Naast werkingen als transporterend agens voor stuifmeel en diasporen heeft de wind vooral invloed op de waterbalans der plant (zie verderop) door zijn stimulering der transpiratie. De toestand wordt voor de plant critiek, als zij geruime tijd blootgesteld wordt aan hevige, droge winden, terwijl zij dan tevens door droogte van de ondergrond niet voldoende water kan opnemen .. Alleen planten, die een uitdroging kunnen doorstaan en tegen mechanische beschadiging gevrijwaard zijn door het bezit van sklerenchymatisch weefsel (vgl. xerofyten, verderop), zullen zulke extreme omstandigheden te boven komen. Ook de wind kan dus selecterend werken. . De hoeveelheid water, die de plan tencellen ter beschikking moeten hebben, mag niet beneden een zeker, al naar de plantensoort verschillend, niveau dalen. Er moet dus een evenwicht bestaan tussen het uit de bodem opgenomen en het door de bovengrondse delen afgegeven water. Men gebruikt de term waterbalans om de betrekking tussen deze grootheden weer te geven.

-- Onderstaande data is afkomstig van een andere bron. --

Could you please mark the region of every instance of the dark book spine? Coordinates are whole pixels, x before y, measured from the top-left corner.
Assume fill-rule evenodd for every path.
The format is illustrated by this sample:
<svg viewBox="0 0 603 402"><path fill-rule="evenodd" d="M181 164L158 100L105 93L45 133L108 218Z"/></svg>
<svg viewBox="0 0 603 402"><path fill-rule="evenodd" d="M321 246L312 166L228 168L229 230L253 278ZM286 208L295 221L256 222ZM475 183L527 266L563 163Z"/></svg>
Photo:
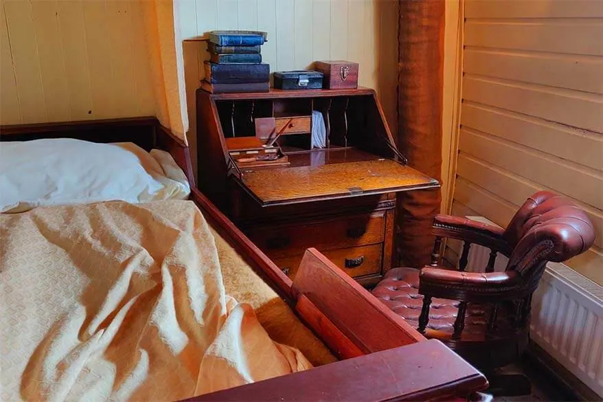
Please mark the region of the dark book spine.
<svg viewBox="0 0 603 402"><path fill-rule="evenodd" d="M238 92L268 92L269 82L253 82L247 84L212 84L203 80L201 89L211 93L234 93Z"/></svg>
<svg viewBox="0 0 603 402"><path fill-rule="evenodd" d="M268 82L270 66L267 64L217 64L205 61L205 79L212 84Z"/></svg>
<svg viewBox="0 0 603 402"><path fill-rule="evenodd" d="M261 54L218 54L212 53L209 55L209 59L214 63L262 63Z"/></svg>
<svg viewBox="0 0 603 402"><path fill-rule="evenodd" d="M254 46L220 46L207 42L207 51L212 53L218 53L221 54L233 54L240 53L260 53L262 47L260 45Z"/></svg>
<svg viewBox="0 0 603 402"><path fill-rule="evenodd" d="M211 34L209 41L220 46L253 46L263 45L264 36L253 34Z"/></svg>

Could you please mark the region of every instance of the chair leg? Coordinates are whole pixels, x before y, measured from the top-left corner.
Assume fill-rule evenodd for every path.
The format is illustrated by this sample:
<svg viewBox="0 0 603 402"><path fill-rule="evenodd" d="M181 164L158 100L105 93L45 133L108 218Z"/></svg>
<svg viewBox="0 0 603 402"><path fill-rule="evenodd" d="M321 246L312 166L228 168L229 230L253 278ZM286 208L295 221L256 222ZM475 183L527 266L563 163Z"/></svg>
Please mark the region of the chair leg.
<svg viewBox="0 0 603 402"><path fill-rule="evenodd" d="M532 383L521 373L501 373L495 371L486 374L490 387L485 392L495 397L519 397L532 393Z"/></svg>

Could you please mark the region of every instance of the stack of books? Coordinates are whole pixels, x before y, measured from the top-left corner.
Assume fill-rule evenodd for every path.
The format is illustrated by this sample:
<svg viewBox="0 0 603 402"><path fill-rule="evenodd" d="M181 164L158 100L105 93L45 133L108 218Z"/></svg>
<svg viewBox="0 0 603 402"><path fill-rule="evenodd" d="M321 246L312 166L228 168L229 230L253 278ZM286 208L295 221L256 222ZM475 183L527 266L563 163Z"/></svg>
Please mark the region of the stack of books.
<svg viewBox="0 0 603 402"><path fill-rule="evenodd" d="M261 53L266 37L255 31L209 32L201 88L212 93L268 92L270 66L262 63Z"/></svg>

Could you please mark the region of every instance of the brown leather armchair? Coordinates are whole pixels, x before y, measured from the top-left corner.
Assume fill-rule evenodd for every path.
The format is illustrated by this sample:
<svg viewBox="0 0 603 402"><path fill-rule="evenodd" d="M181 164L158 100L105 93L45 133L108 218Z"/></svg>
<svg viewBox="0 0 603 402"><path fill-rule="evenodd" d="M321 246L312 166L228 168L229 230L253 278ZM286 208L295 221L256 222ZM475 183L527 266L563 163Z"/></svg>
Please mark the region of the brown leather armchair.
<svg viewBox="0 0 603 402"><path fill-rule="evenodd" d="M427 337L441 340L486 375L515 361L527 346L532 296L546 263L585 252L595 238L584 211L547 191L529 198L505 230L437 215L433 233L431 266L391 269L372 293ZM444 237L464 241L458 271L441 265ZM472 243L491 250L483 272L464 271ZM503 272L494 271L497 253L509 257Z"/></svg>

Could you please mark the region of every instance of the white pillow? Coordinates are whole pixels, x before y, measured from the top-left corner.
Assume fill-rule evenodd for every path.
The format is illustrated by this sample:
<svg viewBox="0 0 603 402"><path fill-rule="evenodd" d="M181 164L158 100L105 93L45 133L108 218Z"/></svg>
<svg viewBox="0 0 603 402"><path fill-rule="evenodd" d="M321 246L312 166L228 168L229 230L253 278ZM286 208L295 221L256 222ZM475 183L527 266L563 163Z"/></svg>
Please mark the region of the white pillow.
<svg viewBox="0 0 603 402"><path fill-rule="evenodd" d="M0 142L0 212L111 200L185 199L184 173L164 151L69 138Z"/></svg>

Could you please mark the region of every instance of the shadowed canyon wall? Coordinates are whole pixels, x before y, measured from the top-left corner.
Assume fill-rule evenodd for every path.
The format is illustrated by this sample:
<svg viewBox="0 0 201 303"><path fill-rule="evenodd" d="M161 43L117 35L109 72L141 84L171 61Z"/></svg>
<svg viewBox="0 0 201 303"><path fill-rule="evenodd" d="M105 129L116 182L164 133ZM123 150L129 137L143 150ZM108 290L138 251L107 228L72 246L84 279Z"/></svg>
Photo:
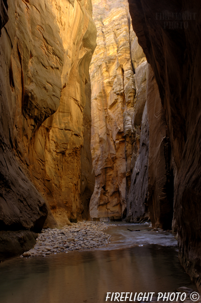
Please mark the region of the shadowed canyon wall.
<svg viewBox="0 0 201 303"><path fill-rule="evenodd" d="M97 46L90 67L91 146L95 176L90 211L92 218L107 220L125 218L127 199L136 198L136 188L129 190L140 148L147 63L132 29L128 2L93 0L92 4ZM137 206L143 210L138 217L145 212L147 194L148 172L145 173L144 167L143 164L145 192L139 194Z"/></svg>
<svg viewBox="0 0 201 303"><path fill-rule="evenodd" d="M27 233L45 221L89 217L96 31L90 0L0 3L0 237L1 252L15 255L33 246Z"/></svg>
<svg viewBox="0 0 201 303"><path fill-rule="evenodd" d="M129 2L133 28L159 88L168 135L163 144L168 146L169 139L172 148L172 156L166 149L170 159L168 183L173 183L173 226L178 232L179 257L200 289L200 4L195 0ZM160 107L158 110L161 113ZM155 164L150 165L154 171ZM152 190L154 187L152 182ZM158 225L161 209L154 207L155 201L154 197L149 202ZM164 207L167 209L165 203Z"/></svg>

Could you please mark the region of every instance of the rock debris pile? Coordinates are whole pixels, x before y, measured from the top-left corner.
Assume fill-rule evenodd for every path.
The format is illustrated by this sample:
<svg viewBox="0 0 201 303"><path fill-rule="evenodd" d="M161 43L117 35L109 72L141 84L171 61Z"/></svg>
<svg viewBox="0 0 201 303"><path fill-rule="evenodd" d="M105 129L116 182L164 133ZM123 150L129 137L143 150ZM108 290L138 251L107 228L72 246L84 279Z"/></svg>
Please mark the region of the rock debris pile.
<svg viewBox="0 0 201 303"><path fill-rule="evenodd" d="M61 229L43 230L34 248L22 256L44 256L74 250L94 249L106 245L111 236L104 232L108 225L101 222L78 222Z"/></svg>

De strijd om de waterbalans in evenwicht te houden is uiterst belangrijk in het plantenleven. De droogteplanten of xerofyten zijn uitvoerig onderzocht. Het ingepast-zijn kan hier op zeer verschillende wijzen tot stand komen: er zijn xerofyten, die tijdelijk extreem hoge osmotische waarden van het celvocht kunnen doorstaan, alsmede zulke, welke ook gedurende de critieke tijden hun waterbalans voortreffelijk geëquilibreerd weten te houden. De transpiratie kan zeer verschillend zijn, doch is in de meeste gevallen, ook in de critieke dagen, intensief, hetgeen van grote betekenis is, aangezien dan door de geopende stomata het C02 kan binnendringen. Kleincelligheid komt veel voor; deze is van betekenis, daar bij het waterverlies optredende celverkleining dan zo min mogelijk spanningen in het protoplasma veroorzaakt.

Door waterverlies vervalt de turgor als stevigheidsfactor geheel of gedeeltelijk; dat het blad onder deze omstandigheden de structuur handhaaft, wordt veroorzaakt door het stevigheidsweefsel. Eventuele beharing en een dikke cuticula hebben vooral betekenis ter beperking van de cuticulaire transpiratie bij onder extreme omstandigheden gesloten stomata.